Tidy Evaluation: Dynamic column manipulation using dplyr
When it comes to R, the tidyverse is my dream land. I often have the problem where I want to write a fuction to manipulate data frames, but can’t figure out a good way to pass field names to a function and be able to run dplyr code on it.
I know there are some workarounds to this in base R, but I recently started learning about tidy evaluation. It’s a pretty simple framework in R that allows you to functionalize dplyr commands.
The documentation for this framework is extensive and I suggest reading it.
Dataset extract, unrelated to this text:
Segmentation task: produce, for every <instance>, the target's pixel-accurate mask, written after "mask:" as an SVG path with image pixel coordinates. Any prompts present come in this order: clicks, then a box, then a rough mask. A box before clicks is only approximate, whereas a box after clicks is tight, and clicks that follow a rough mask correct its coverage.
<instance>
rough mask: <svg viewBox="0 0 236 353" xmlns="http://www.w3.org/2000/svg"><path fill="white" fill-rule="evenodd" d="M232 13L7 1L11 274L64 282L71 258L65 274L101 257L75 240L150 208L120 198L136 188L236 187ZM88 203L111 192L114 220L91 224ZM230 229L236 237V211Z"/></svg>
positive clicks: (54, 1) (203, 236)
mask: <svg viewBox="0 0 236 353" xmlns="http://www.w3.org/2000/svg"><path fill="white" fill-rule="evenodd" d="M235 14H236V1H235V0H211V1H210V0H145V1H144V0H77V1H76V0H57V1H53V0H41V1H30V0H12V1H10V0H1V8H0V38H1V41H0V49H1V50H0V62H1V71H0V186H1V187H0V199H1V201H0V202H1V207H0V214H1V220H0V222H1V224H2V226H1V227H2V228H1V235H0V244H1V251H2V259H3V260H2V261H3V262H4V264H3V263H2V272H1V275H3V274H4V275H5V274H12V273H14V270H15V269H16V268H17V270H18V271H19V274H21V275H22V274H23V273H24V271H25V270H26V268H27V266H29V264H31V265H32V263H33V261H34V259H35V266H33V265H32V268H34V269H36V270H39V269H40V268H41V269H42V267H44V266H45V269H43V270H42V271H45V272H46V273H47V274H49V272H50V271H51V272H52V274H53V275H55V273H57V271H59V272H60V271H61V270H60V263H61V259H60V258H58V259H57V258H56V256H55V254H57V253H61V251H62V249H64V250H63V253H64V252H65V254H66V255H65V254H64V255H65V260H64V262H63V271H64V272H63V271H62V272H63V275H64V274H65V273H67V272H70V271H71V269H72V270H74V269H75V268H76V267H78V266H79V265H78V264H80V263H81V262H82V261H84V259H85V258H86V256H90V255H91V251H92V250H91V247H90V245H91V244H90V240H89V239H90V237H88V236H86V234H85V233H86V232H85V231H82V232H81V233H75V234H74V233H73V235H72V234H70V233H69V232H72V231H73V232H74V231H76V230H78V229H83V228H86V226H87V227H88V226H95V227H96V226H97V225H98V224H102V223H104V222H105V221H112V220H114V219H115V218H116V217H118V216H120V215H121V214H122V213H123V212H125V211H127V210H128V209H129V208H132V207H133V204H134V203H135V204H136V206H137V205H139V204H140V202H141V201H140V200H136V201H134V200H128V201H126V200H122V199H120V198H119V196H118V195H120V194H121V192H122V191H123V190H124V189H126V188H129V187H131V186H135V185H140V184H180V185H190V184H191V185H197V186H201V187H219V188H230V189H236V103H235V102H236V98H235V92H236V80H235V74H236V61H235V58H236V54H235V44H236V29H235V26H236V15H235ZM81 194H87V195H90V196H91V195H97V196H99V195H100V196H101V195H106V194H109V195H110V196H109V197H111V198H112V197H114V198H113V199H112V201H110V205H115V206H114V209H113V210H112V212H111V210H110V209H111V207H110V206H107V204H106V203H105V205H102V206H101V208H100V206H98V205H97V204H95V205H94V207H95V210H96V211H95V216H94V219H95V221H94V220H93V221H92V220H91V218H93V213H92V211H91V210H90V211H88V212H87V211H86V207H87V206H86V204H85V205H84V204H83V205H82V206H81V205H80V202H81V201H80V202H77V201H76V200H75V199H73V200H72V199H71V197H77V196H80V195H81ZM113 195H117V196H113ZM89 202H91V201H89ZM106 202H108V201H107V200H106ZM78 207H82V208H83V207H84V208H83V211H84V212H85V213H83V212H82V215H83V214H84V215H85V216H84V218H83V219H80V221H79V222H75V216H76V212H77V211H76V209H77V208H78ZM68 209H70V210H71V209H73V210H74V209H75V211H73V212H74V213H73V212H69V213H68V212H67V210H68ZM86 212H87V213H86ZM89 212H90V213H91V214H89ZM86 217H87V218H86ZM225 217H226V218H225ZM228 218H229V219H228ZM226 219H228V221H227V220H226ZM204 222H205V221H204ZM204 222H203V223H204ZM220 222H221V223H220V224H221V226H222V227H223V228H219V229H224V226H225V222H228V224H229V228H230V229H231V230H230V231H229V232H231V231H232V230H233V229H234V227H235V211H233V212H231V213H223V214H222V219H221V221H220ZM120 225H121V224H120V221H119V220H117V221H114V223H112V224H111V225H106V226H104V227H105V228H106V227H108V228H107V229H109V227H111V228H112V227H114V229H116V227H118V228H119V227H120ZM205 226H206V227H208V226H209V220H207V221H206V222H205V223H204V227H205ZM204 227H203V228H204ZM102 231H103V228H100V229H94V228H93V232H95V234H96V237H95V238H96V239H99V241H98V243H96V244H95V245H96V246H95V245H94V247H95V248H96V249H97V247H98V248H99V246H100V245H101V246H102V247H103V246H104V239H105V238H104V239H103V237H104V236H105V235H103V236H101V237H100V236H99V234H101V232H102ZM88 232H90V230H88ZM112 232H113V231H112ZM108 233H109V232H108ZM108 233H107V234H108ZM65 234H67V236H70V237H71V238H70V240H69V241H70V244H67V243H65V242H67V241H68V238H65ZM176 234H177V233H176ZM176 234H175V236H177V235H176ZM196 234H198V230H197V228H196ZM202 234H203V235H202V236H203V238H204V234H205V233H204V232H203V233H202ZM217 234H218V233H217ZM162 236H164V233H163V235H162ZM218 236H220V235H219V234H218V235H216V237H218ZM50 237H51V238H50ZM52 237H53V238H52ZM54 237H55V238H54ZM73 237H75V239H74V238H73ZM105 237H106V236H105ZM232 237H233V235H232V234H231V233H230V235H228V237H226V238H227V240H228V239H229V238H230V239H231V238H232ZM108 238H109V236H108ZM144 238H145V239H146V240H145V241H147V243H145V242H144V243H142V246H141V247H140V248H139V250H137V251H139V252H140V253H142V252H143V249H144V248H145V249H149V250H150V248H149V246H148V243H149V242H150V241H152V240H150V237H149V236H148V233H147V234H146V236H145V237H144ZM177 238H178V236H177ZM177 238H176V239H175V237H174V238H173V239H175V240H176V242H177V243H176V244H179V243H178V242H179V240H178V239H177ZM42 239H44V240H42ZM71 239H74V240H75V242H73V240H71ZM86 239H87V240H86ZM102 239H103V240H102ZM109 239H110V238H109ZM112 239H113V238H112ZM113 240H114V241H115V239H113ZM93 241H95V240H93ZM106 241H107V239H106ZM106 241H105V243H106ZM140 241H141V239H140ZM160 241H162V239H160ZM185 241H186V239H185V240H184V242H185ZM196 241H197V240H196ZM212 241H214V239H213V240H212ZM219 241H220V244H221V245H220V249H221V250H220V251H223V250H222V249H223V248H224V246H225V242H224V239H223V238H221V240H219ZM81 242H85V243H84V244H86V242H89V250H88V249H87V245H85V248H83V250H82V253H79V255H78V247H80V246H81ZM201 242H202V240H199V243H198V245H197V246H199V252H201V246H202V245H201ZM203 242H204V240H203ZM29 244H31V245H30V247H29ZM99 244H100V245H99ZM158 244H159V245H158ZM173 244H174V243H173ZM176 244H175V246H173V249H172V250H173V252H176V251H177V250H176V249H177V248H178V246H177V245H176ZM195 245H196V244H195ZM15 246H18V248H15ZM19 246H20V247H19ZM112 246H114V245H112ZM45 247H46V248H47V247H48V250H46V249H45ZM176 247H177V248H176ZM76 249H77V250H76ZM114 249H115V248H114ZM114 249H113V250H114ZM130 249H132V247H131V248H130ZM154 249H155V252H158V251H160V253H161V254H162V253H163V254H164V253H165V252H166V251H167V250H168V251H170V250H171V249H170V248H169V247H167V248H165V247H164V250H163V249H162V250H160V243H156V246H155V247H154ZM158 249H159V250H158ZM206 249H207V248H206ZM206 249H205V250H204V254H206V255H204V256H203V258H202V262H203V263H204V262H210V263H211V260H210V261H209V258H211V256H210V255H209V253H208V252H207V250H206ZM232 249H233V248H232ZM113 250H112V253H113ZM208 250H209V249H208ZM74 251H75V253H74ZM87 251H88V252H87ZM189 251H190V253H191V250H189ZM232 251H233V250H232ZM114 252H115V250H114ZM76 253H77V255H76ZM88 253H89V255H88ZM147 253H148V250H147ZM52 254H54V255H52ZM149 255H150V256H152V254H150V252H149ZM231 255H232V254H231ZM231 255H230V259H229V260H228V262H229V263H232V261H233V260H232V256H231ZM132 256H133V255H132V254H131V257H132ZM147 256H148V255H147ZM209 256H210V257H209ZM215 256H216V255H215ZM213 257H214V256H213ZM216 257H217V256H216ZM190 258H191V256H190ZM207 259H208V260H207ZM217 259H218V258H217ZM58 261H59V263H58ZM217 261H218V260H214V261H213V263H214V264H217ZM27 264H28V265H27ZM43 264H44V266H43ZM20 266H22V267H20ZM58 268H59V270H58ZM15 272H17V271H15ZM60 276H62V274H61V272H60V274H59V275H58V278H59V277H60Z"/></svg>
I am going to examples of this that have worked for me here.
Add a column to a dataframe
In this example, I create a function that adds a lagged version of any column in a dataframe to the dataframe.
suppressMessages(library(tidyverse))
add_lag_field <- function(df, col) {
# define new field name
var_name = paste0(col,"_lag")
return(df %>% mutate(
!!sym(var_name) := lag(!!sym(col))
)
)
}
head(add_lag_field(iris, "Sepal.Width"))
## Sepal.Length Sepal.Width Petal.Length Petal.Width Species Sepal.Width_lag
## 1 5.1 3.5 1.4 0.2 setosa NA
## 2 4.9 3.0 1.4 0.2 setosa 3.5
## 3 4.7 3.2 1.3 0.2 setosa 3.0
## 4 4.6 3.1 1.5 0.2 setosa 3.2
## 5 5.0 3.6 1.4 0.2 setosa 3.1
## 6 5.4 3.9 1.7 0.4 setosa 3.6